Emprunt obligatoire à taux zéro : une idée aussi floue qu’inquiétante
Dans le registre des idées économiques surprenantes, la dernière proposition sortie du Parlement a de quoi laisser perplexe. L’idée serait d’instaurer un emprunt obligatoire à taux zéro, destiné aux ménages considérés comme aisés. Un emprunt forcé, imposé par la loi, sans rémunération, remboursé sur trois à cinq ans. Sur le papier, cela ne s’appelle pas un emprunt, mais une ponction temporaire. Dans les faits, cela ressemble à une nouvelle forme de fiscalité déguisée.

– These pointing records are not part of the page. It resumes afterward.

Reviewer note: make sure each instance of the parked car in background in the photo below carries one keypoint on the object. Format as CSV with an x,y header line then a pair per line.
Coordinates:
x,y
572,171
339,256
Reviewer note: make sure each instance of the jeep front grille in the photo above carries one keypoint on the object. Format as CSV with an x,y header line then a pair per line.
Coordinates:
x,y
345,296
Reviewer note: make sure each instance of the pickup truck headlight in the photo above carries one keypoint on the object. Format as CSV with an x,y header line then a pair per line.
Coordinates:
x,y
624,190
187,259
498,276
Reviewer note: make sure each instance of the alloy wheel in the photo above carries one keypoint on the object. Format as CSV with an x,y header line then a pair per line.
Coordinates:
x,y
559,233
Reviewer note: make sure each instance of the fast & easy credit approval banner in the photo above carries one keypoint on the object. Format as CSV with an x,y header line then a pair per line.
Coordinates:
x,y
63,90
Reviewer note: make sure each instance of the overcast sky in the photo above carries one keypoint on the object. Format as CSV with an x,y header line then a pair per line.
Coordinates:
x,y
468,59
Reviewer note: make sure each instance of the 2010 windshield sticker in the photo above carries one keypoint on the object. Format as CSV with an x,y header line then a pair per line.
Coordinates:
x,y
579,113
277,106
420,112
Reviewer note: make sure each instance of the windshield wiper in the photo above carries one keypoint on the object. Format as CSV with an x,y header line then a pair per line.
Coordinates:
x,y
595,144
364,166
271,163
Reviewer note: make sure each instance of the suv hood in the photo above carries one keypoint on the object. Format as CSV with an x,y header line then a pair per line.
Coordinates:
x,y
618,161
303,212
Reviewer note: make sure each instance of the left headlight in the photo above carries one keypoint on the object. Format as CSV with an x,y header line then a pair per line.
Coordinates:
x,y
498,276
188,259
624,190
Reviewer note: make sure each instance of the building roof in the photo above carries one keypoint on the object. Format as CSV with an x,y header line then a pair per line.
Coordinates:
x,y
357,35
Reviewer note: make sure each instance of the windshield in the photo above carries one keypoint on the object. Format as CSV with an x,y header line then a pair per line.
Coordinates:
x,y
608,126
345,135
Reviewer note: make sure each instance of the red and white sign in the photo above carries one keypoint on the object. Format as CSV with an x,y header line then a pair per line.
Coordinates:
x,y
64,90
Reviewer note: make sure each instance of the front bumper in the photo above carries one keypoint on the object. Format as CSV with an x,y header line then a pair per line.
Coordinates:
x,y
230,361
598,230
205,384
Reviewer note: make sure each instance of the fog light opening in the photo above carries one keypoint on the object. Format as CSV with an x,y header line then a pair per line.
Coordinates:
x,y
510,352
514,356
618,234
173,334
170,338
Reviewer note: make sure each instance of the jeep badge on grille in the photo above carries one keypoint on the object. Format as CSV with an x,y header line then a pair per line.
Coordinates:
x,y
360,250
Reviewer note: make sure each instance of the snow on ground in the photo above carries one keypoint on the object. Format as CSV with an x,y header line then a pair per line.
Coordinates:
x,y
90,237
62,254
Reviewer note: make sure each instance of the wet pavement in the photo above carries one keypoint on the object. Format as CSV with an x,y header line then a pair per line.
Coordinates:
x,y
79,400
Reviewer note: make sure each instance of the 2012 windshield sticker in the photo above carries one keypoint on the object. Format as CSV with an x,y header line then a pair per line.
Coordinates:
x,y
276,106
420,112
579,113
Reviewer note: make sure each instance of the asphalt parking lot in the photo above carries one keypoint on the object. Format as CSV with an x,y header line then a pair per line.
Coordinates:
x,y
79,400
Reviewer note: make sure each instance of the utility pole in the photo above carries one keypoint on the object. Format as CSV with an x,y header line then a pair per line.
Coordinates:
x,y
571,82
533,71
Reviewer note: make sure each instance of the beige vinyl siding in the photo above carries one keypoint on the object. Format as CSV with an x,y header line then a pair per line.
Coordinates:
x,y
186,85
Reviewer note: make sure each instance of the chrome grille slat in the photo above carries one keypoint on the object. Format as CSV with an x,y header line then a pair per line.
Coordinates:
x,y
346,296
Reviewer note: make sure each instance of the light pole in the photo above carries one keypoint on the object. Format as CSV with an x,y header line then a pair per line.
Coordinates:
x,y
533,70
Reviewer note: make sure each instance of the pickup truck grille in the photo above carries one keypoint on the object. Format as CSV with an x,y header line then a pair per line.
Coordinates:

Ce qui interpelle immédiatement, ce n’est pas seulement le principe d’un emprunt obligatoire. C’est l’absence totale de contours clairs. Qui seront ces ménages aisés Comment seront-ils définis Quel sera le montant prélevé Comment s’appliquera le remboursement Sur tous ces points, le flou règne. Une recette très française, où l’idée précède souvent les détails, et où l’application se charge ensuite de faire apparaître les effets secondaires.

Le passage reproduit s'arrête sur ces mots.